Index data from Azure Blob Storage

Artikkeli
11/19/2024

In this article, learn how to configure an indexer that imports content from Azure Blob Storage and makes it searchable in Azure AI Search. Inputs to the indexer are your blobs, in a single container. Output is a search index with searchable content and metadata stored in individual fields.

To configure and run the indexer, you can use:

Search Service REST API, any version.
An Azure SDK package, any version.
Import data wizard in the Azure portal.
Import and vectorize data wizard in the Azure portal.

This article uses the REST APIs to illustrate each step.

Prerequisites

Azure Blob Storage, Standard performance (general-purpose v2).
Access tiers include hot, cool, cold, and archive. Indexers can retrieve blobs on hot, cool, and cold access tiers.
Blobs providing text content and metadata. If blobs contain binary content or unstructured text, consider adding AI enrichment for image and natural language processing. Blob content can’t exceed the indexer limits for your search service tier.
A supported network configuration and data access. At a minimum, you need read permissions in Azure Storage. A storage connection string that includes an access key gives you read access to storage content. If instead you're using Microsoft Entra logins and roles, make sure the search service's managed identity has Storage Blob Data Reader permissions.

By default, both search and storage accept requests from public IP addresses. If network security isn't an immediate concern, you can index blob data using just the connection string and read permissions. When you're ready to add network protections, see Indexer access to content protected by Azure network security features for guidance about data access.
Use a REST client to formulate REST calls similar to the ones shown in this article.

Supported tasks

You can use this indexer for the following tasks:

Data indexing and incremental indexing: The indexer can index files and associated metadata from blob containers and folders. It detects new and updated files and metadata through built-in change detection. You can configure data refresh on a schedule or on demand.
Deletion detection: The indexer can detect deletions through native soft delete or through custom metadata.
Applied AI through skillsets: Skillsets are fully supported by the indexer. This includes key features like integrated vectorization that adds data chunking and embedding steps.
Parsing modes: The indexer supports JSON parsing modes if you want to parse JSON arrays or lines into individual search documents. It also supports Markdown parsing mode.
Compatibility with other features: The indexer is designed to work seamlessly with other indexer features, such as debug sessions, indexer cache for incremental enrichments, and knowledge store.

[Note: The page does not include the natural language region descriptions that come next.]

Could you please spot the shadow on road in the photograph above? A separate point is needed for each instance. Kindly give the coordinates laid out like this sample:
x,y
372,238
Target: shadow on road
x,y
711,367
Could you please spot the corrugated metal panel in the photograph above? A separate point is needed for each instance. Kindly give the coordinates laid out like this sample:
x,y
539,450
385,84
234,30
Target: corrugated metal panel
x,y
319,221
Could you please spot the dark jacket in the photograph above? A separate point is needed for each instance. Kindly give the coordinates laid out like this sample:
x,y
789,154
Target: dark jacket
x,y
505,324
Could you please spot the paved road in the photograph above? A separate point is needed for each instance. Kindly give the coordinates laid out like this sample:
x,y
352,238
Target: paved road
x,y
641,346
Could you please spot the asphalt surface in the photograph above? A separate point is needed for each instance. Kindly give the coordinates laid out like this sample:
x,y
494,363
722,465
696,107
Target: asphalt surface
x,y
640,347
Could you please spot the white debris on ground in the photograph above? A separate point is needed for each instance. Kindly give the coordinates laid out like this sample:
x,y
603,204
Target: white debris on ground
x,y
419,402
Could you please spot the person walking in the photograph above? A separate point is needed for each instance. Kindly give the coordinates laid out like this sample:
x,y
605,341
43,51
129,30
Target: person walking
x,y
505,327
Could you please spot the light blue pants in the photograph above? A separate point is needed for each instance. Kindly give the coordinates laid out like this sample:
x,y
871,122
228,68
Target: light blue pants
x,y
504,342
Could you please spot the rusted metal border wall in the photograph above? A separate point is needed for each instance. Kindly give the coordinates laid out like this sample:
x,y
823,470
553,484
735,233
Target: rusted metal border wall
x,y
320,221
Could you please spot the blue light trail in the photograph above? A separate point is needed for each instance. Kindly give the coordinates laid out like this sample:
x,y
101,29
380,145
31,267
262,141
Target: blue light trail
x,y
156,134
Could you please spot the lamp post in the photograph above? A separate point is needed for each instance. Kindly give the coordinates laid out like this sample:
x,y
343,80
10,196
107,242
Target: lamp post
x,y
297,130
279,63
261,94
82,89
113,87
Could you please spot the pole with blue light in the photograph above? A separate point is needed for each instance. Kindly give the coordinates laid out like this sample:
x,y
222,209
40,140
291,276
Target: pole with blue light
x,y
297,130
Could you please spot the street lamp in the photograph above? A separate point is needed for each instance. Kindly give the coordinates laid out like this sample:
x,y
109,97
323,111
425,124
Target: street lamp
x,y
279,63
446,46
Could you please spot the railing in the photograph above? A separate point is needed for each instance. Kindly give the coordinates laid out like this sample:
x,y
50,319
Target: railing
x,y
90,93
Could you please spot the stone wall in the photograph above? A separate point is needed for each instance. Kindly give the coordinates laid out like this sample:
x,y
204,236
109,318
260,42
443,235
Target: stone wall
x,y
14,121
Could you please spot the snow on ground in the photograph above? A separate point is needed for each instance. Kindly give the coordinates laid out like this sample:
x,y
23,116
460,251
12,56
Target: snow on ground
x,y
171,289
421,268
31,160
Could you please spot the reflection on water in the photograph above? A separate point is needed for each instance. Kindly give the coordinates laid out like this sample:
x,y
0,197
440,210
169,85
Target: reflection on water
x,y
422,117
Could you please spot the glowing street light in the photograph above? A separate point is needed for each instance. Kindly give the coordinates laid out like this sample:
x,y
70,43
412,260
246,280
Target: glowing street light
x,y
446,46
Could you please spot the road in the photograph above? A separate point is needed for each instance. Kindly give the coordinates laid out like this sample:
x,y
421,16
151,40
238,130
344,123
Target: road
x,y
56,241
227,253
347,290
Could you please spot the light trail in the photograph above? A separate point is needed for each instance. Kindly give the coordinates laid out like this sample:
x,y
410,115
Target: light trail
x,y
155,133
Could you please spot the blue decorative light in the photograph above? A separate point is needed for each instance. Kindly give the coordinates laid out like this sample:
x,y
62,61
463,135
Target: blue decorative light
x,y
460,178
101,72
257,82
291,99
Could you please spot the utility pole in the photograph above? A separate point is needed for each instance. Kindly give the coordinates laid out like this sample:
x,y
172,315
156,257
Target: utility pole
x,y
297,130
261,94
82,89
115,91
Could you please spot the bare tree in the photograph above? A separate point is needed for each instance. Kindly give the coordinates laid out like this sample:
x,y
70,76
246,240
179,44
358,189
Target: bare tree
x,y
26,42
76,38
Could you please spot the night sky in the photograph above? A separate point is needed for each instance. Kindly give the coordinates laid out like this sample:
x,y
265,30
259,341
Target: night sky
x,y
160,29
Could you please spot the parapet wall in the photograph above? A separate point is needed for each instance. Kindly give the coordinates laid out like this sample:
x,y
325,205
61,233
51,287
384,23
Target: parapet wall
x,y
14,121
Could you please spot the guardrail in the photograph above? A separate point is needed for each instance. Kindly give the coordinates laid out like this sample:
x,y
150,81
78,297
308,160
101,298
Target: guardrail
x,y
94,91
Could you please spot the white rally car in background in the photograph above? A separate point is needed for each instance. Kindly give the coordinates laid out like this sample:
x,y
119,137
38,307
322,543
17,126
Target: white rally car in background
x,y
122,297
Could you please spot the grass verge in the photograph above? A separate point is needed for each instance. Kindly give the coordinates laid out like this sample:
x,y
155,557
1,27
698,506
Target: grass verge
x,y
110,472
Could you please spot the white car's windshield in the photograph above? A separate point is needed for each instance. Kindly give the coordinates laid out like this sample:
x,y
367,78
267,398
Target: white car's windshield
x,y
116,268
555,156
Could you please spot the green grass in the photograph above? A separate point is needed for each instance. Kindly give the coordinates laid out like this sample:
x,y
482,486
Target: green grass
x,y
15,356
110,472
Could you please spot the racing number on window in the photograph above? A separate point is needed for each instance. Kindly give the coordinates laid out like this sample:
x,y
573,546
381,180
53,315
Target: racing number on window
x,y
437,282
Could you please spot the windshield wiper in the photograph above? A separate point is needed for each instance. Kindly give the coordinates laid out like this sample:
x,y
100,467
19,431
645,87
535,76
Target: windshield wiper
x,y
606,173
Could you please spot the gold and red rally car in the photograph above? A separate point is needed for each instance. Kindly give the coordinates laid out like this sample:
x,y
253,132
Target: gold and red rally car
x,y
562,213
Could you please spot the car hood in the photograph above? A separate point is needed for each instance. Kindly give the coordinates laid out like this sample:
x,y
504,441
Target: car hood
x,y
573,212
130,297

Supported document formats

The blob indexer can extract text from the following document formats:

CSV (see Indexing CSV blobs)
EML
EPUB
GZ
HTML
JSON (see Indexing JSON blobs)
KML (XML for geographic representations)
Microsoft Office formats: DOCX/DOC/DOCM, XLSX/XLS/XLSM, PPTX/PPT/PPTM, MSG (Outlook emails), XML (both 2003 and 2006 WORD XML)
Open Document formats: ODT, ODS, ODP
PDF
Plain text files (see also Indexing plain text)
RTF
XML
ZIP

Determine which blobs to index

Before you set up indexing, review your source data to determine whether any changes should be made up front. An indexer can index content from one container at a time. By default, all blobs in the container are processed. You have several options for more selective processing:

Place blobs in a virtual folder. An indexer data source definition includes a "query" parameter that can take a virtual folder. If you specify a virtual folder, only those blobs in the folder are indexed.
Include or exclude blobs by file type. The supported document formats list can help you determine which blobs to exclude. For example, you might want to exclude image or audio files that don't provide searchable text. This capability is controlled through configuration settings in the indexer.

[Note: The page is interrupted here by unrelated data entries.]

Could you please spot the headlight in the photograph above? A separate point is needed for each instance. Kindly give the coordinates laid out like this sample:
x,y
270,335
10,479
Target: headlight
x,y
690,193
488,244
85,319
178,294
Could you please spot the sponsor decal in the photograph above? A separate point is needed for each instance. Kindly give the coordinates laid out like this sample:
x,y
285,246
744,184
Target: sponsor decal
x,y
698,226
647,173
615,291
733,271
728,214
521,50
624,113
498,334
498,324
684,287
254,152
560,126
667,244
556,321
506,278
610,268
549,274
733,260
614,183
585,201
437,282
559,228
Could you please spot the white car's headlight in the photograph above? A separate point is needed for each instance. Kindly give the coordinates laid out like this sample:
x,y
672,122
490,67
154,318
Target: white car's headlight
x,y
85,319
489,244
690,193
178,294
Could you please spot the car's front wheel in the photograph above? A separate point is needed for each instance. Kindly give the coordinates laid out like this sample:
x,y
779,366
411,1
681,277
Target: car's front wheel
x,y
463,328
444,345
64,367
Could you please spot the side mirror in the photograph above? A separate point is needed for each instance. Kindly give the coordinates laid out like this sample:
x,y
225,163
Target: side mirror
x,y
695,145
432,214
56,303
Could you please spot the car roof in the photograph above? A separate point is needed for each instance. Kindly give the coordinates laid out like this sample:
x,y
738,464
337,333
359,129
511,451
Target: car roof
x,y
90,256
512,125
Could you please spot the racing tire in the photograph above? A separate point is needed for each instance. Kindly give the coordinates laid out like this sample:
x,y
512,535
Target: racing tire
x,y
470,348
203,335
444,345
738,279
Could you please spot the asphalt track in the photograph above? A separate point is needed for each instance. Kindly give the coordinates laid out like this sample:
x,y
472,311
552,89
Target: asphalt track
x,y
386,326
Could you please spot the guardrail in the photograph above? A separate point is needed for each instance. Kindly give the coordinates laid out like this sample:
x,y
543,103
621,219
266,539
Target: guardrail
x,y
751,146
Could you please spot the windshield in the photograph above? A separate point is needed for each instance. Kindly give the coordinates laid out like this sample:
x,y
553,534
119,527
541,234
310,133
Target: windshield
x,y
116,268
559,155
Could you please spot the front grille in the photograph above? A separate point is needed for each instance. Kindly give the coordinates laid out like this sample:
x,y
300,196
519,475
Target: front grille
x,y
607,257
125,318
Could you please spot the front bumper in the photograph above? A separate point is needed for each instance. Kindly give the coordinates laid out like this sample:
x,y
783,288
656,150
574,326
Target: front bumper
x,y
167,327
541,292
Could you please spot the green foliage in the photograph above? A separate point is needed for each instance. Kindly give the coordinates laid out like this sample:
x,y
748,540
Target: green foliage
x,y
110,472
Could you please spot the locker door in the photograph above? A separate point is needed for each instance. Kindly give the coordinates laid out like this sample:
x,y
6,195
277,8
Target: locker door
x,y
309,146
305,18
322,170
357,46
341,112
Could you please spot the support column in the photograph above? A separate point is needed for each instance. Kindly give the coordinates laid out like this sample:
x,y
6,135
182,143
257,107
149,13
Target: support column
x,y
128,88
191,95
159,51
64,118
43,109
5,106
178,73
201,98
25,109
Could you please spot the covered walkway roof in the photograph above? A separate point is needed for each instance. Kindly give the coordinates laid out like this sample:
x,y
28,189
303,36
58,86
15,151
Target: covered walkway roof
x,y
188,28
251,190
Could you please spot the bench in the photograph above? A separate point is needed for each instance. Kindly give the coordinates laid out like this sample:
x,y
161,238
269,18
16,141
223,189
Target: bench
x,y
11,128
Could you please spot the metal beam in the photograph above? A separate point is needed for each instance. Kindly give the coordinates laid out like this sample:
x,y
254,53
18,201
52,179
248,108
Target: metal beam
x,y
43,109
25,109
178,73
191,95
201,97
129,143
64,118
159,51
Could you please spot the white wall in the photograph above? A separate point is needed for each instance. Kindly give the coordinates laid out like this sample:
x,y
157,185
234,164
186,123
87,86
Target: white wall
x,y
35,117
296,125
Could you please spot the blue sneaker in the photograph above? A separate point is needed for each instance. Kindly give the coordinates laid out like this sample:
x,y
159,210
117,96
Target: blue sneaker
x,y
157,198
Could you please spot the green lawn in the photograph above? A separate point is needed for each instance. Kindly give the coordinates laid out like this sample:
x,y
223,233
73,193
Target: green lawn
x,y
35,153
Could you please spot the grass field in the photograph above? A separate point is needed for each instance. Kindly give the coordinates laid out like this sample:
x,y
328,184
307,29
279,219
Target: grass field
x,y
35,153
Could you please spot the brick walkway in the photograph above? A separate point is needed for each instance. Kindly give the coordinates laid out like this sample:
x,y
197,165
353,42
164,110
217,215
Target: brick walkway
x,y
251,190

Include or exclude arbitrary blobs. If you want to skip a specific blob for whatever reason, you can add the following metadata properties and values to blobs in Blob Storage. When an indexer encounters this property, it skips the blob or its content in the indexing run.

Property name	Property value	Explanation
"AzureSearch_Skip"	`"true"`	Instructs the blob indexer to completely skip the blob. Neither metadata nor content extraction is attempted. This is useful when a particular blob fails repeatedly and interrupts the indexing process.
"AzureSearch_SkipContent"	`"true"`	Skips content and extracts just the metadata. this is equivalent to the `"dataToExtract" : "allMetadata"` setting described in configuration settings , just scoped to a particular blob.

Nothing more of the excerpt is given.